A group of researchers from Massachusetts Institute of Technology identified different physical and chemical properties of when a given number of atoms is removed from the atomic lattice and catalogued for reference.
The atomically thin materials such as graphene are extensively researched and studied, however one area that has eluded the focus are the minuscule defects that remain in the 2-D sheets of materials. MIT researchers produced a catalog of the exact sizes and shapes of holes that would most likely be observed when a given number of atoms is removed from the atomic lattice.

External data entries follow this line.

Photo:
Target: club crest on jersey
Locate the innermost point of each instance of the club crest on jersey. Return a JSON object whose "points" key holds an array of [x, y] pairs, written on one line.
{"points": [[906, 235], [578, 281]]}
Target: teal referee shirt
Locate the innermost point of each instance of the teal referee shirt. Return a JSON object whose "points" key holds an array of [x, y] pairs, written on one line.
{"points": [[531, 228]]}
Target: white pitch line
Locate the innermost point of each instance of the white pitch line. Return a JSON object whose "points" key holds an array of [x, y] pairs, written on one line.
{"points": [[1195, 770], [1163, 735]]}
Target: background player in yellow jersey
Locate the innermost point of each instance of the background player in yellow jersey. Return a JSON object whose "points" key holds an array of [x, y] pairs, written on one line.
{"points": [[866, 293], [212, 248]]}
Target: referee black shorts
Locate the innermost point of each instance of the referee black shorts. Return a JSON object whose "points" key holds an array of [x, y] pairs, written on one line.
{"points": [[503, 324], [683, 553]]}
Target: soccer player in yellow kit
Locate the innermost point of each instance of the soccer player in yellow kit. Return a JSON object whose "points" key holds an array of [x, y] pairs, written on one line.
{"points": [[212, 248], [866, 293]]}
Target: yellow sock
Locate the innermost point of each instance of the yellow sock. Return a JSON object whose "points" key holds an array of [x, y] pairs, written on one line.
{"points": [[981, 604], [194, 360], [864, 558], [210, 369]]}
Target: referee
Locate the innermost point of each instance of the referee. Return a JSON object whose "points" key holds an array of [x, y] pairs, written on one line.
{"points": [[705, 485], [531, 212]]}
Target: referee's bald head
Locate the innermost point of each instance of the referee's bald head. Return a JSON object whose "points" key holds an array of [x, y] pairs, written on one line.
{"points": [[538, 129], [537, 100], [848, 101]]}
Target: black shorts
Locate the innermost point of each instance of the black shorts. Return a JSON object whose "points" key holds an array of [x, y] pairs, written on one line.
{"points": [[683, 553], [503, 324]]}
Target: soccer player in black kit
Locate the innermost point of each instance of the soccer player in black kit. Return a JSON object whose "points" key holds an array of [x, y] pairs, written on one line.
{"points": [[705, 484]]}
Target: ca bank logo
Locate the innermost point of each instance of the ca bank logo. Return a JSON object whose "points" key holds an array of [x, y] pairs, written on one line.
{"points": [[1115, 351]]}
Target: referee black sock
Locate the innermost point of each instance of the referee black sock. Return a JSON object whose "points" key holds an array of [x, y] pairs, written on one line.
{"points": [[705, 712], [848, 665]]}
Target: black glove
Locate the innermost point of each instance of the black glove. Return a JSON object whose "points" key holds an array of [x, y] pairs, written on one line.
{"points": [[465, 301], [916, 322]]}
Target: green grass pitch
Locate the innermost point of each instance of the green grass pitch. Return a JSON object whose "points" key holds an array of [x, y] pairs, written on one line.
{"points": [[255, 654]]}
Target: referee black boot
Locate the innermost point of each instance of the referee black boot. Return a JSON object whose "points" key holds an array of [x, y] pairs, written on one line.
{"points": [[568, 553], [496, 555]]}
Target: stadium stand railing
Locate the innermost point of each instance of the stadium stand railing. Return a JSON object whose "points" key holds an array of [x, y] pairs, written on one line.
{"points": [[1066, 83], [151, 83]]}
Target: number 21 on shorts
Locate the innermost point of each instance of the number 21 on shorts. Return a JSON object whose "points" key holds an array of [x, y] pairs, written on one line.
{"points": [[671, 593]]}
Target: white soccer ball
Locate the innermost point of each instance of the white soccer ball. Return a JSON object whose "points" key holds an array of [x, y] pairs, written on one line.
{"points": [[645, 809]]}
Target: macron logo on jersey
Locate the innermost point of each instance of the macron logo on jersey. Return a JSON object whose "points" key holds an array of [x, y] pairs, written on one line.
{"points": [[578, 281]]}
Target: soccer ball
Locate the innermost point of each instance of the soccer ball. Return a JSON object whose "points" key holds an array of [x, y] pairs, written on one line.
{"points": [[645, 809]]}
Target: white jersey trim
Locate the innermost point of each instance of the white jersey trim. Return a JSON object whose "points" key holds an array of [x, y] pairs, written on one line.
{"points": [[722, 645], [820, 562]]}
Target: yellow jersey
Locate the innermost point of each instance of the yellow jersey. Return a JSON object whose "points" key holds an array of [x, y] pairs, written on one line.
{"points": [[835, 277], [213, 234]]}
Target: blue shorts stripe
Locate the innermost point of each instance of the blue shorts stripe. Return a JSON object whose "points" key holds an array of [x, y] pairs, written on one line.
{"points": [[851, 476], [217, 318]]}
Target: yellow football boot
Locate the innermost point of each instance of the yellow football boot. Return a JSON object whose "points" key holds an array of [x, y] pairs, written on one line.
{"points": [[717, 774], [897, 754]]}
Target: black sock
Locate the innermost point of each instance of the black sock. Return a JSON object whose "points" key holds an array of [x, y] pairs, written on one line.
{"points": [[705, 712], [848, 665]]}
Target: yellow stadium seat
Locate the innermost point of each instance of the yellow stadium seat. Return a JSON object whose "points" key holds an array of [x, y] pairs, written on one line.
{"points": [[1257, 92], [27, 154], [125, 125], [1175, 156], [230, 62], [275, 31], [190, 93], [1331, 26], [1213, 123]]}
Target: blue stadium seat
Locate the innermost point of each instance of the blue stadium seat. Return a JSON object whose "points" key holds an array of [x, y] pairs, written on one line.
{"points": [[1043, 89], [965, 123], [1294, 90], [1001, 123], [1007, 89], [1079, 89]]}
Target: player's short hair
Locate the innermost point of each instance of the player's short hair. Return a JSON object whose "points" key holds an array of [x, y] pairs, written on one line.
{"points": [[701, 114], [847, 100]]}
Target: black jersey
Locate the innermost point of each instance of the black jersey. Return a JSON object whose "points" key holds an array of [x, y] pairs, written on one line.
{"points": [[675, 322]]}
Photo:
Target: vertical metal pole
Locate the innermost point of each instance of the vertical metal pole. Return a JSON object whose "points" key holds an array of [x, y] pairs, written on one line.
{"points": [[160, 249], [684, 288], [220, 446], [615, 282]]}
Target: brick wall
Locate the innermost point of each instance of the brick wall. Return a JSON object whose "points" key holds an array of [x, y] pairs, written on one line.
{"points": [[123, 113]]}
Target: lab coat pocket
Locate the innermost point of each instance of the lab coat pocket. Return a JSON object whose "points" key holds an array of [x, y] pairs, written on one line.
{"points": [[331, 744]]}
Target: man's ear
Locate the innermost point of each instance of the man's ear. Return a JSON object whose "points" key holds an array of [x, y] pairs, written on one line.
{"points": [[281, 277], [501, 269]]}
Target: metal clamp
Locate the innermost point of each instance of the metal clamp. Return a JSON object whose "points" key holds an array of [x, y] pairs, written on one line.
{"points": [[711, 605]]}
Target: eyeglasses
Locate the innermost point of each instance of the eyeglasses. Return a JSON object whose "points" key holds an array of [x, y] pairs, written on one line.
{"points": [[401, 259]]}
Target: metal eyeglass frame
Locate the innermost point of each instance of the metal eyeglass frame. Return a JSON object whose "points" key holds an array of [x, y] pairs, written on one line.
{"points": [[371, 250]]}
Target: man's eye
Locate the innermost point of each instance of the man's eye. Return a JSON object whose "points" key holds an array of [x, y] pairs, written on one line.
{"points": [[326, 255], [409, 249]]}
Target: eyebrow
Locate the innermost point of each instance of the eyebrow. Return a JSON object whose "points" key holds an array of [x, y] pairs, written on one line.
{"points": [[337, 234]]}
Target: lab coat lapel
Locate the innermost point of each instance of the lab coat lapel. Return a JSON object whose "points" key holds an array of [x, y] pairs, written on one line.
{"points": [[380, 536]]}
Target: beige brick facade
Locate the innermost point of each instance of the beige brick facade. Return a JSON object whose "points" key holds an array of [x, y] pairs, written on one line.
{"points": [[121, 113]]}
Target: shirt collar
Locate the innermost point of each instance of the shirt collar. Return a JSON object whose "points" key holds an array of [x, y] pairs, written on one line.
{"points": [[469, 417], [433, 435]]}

The findings were published in the journal Nature Materials in a paper by graduate student Ananth Govind Rajan, professors of chemical engineering Daniel Blankschtein and Michael Strano, and four others at MIT, Lockheed Martin Space, and Oxford University.
Michael Strano, professor at MIT and lead researcher of the study, said: “It’s been a longstanding problem in the graphene field, what we call the isomer cataloging problem for nanopores. For those who want to use graphene or similar two-dimensional, sheet-like materials for applications including chemical separation or filtration. We just need to understand the kinds of atomic defects that can occur,” compared to the vastly larger number that are never seen.”
The team used chemical graph theory, accurate electronic-structure calculations, and high-resolution scanning transmission electron microscopy to capture images of the defects of the atoms. They called the defects as ‘antimolecules’ and explained it in terms of the shape that would be formed by the atoms that have been removed.